Monsieur [W] [U] [Y] [Z] de nationalité Ivoirienne né le 21 Janvier 1989 à [Localité 2] (COTE D’IVOIRE), a fait l’objet :

– d’une obligation de quitter le territoire français sans délai de départ volontaire, fixant le pays de destination de la reconduite, lui faisant interdiction de retour sur le territoire français prononcée le14 janvier 2023 par M. PREFET DU NORD, qui lui a été notifié le même jour – d’un arrêté ordonnant son placement en rétention administrative pour une durée de quatre jours, prononcé le 26 juillet 2024 par M. PREFET DU NORD , qui lui a été notifié le 26 juillet 2024 à 18h40

Vu la requête de Monsieur [W] [U] [Y] [Z] en contestation de la régularité de la décision de placement en rétention administrative en date du 30 Juillet 2024 réceptionnée par le greffe du juge des libertés et de la détention le 30 Juillet 2024 à 12h57 ;

Par requête du 29 Juillet 2024 reçue au greffe à 14h29, M. PREFET DU NORD invoquant devoir maintenir l’intéressé au-delà de quatre jours, demande l’autorisation de prolonger ce délai pour une durée de VINGT SIX jours maximum.

En application des articles L.743-9 et L. 743-24 du Code de l’Entrée et du Séjour des Etrangers et du Droit d’Asile il a été rappelé à l’intéressé, assisté de Me Anaïs PLICHARD, avocat au Barreau de BOULOGNE-SUR-MER et commis d’office, les droits qui lui sont reconnus pendant la rétention et a été informé des possibilités et des délais de recours contre toutes les décisions le concernant ; qu’il a été entendu en ses observations.

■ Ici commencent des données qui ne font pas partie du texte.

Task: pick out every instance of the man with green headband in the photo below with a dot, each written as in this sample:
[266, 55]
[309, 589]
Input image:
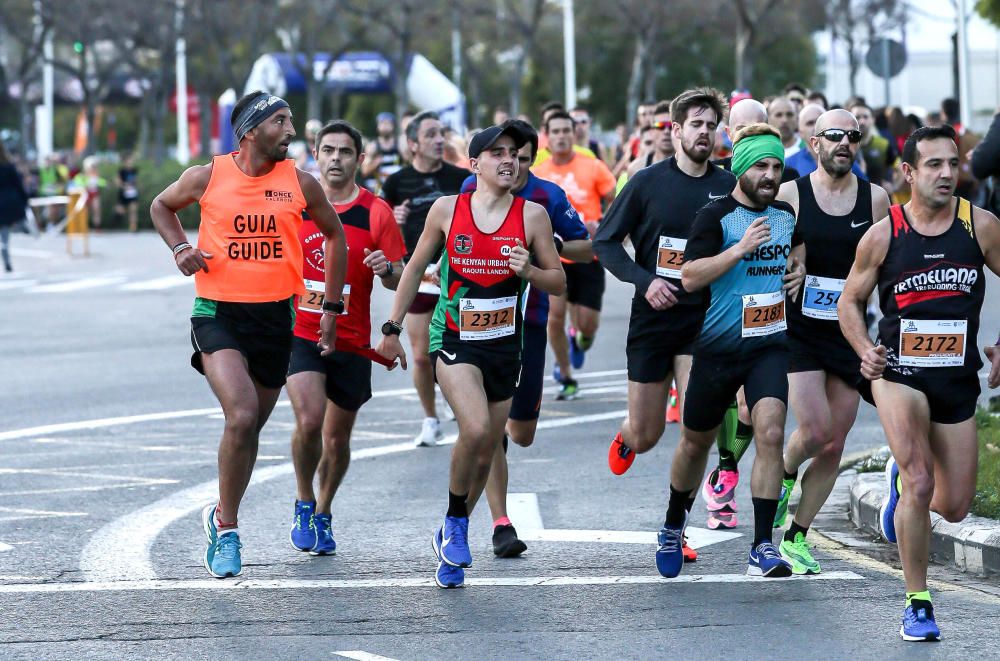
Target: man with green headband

L’intéressé déclare : Je souhaite être assisté d’un avocat. J’ai déjà été au CRA de [Localité 5]. Je n’ai pas exécuté l’OQTF, je ne suis pas parti de la France. Je suis ingénieur spécialisé en hygiène sécurité et environnement. J’ai 4 ans d’expérience. J’étais coordinateur chez General Electric. Le titre de séjour m’a été retiré. Je suis en train de préparer mon retour. Je suis en train de chercher des entreprises en Cote d’ivoire ou en Afrique pour me prendre. J’ai une adresse. Je vis dans un foyer [Adresse 1].

Me Anaïs PLICHARD entendu en ses observations ; Sur le recours, je soutiens : – Insuffisance de motivation par rapport aux éléments d’intégration de Monsieur. On passe très largement sur le fait qu’il ait fait ses études en France. – Sur le fait que l’OQTF date du 14 janvier 2023, normalement elle ne peut être exécuté que dans les 1 an. Je vous laisse apprécier. – Sur l’erreur manifeste d’appréciation par rapport à la possibilité d’assigner Monsieur à résidence. Les seuls documents en procédure date de septembre 2023 disant que Monsieur vient signer le soir au lieu du matin. Or, Monsieur s’est toujours présenté pour signer. Il n’y a pas de signalement depuis septembre 2023.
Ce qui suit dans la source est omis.